For quite awhile, Amazon and large book publishing conglomerate Hachette have had a stand-off over the pricing of the publisher’s ebooks. Long story short, Amazon wanted to price their ebooks much lower than what Hachette wanted. During the months-long standoff between the two, we saw everything from Amazon slowing down shipments of Hachette’s paper books to “The Colbert Report” weighing in in favor of Hachette’s authors. (Stephen Colbert himself is such an author.) But at long last, the dispute between the two is finally over.
While details are scarce (and neither Amazon nor Hachette willing to talk much about it), under the deal reached, Hachette supposedly gets to keep majority control over ebook pricing.

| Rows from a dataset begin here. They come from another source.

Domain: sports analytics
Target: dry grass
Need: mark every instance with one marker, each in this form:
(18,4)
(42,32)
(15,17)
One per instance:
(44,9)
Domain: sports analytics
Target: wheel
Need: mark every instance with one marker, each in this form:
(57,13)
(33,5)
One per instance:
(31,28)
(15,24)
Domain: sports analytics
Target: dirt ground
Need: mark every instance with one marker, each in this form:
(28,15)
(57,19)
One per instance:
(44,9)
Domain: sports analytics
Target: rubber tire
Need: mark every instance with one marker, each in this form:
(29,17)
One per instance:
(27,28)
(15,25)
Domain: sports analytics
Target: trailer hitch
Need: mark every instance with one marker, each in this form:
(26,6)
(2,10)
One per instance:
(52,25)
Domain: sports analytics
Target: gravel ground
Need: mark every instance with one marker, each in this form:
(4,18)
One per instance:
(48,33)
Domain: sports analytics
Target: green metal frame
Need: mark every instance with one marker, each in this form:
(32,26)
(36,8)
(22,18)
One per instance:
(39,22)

Besides changes in revenue sharing between the two conglomerates (and, well, the authors), there’ll also be (undefined) incentives to keep Hachette from demanding too much.

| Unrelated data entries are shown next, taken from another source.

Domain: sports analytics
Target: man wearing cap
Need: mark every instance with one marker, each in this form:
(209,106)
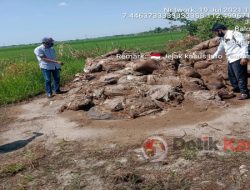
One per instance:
(234,44)
(46,57)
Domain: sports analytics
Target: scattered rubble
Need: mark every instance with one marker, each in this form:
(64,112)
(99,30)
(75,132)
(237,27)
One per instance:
(115,86)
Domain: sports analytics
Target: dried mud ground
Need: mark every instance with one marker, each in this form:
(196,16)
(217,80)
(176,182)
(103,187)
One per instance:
(74,152)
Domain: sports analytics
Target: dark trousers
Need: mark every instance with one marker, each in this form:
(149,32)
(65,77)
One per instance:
(47,77)
(237,74)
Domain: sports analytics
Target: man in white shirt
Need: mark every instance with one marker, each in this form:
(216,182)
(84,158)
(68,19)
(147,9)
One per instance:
(46,57)
(234,44)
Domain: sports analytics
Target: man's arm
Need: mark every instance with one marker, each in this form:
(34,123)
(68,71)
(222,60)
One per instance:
(44,58)
(219,51)
(243,43)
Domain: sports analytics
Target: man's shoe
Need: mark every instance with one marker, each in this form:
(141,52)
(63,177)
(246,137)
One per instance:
(244,96)
(61,92)
(49,95)
(236,90)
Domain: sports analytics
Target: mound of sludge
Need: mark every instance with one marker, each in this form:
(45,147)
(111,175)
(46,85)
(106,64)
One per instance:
(122,84)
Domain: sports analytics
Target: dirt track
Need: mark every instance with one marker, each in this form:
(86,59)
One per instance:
(79,153)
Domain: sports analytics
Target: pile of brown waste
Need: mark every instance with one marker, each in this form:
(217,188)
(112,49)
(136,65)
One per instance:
(123,84)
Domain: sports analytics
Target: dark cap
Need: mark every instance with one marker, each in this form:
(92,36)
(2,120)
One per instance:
(218,27)
(47,40)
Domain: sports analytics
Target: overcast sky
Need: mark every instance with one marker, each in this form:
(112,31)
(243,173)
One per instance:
(28,21)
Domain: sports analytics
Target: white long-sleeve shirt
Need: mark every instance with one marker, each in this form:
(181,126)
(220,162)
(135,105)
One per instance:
(234,44)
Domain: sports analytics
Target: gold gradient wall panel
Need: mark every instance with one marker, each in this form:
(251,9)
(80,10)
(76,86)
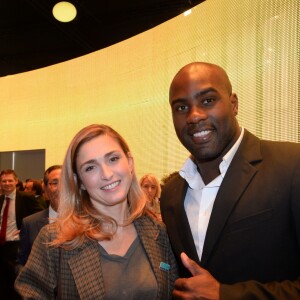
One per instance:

Opinions seem mixed on the outcome of this. A few (such as The Digital Reader blog) thinks Hachette was forced to blink due to lowered quarterly revenue concerns, while others (such as Engadget) think Amazon came to an agreement due to similarly-anemic quarterly figures. However, with the holidays approaching, I assume neither company wanted this to drag out past mid-November. After all, all those Kindles that’re going to be bought for Christmas/Hanukkah are going to need ebooks on them.
Of course, all of this might be an argument for a wider variety of places to buy ebooks/regular books, as I listed in an earlier post.